Dictionary of National Biography, 1885-1900/Baalun, John de
BAALUN, or BALUN, JOHN de (d. 1235), justice itinerant, was a baron who possessed estates in Gloucestershire, Herefordshire, and Wiltshire, and was descended from one Hameline de Baalun, who came over with the Conqueror, built the castle of Abergavenny, and died in 1089. His father was Reginald de Balun, and in 1207 John de Balun paid a fine for the lands of Hameline, on behalf of his father, to Geoffrey Fitz-Ace and Agnes, his wife, and 100 marks and a palfrey to the king. In 12 John (1210–11) Balun accompanied the king to Ireland, but at the end of John's reign lost his lands for taking part in the barons' attack upon the king. On the accession of Henry III he was restored on returning to his allegiance, and in 9 Henry III (1224–5) was appointed a justice itinerant for Gloucestershire along with Matthew de Pateshull, archdeacon of Norfolk, Richard de Veym, and the abbot of Tewkesbury. He died in 1235. His son John paid 100l. for his relief, and did homage for his inheritance, and, dying in 1274, was succeeded by another of John's sons, Walter (Abb. Rot. Orig. i. 24).
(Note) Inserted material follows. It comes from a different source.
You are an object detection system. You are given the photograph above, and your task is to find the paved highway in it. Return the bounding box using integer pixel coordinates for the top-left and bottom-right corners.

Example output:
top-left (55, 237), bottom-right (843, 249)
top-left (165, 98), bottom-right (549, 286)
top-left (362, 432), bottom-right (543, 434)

A justice itinerant who was appointed 9 Henry III and died in the following year (1226) bore the name of Roger de Baalun or Balun, and was probably a son or grandson of Wynebald de Balun of Eastington Manor, in Gloncestershire, brother of Hameline de Balun.
[Foss's Lives of the Judges; Dugdale's Origines Juridic. (Chron. Ser.); Courthope's Historic Peerage.]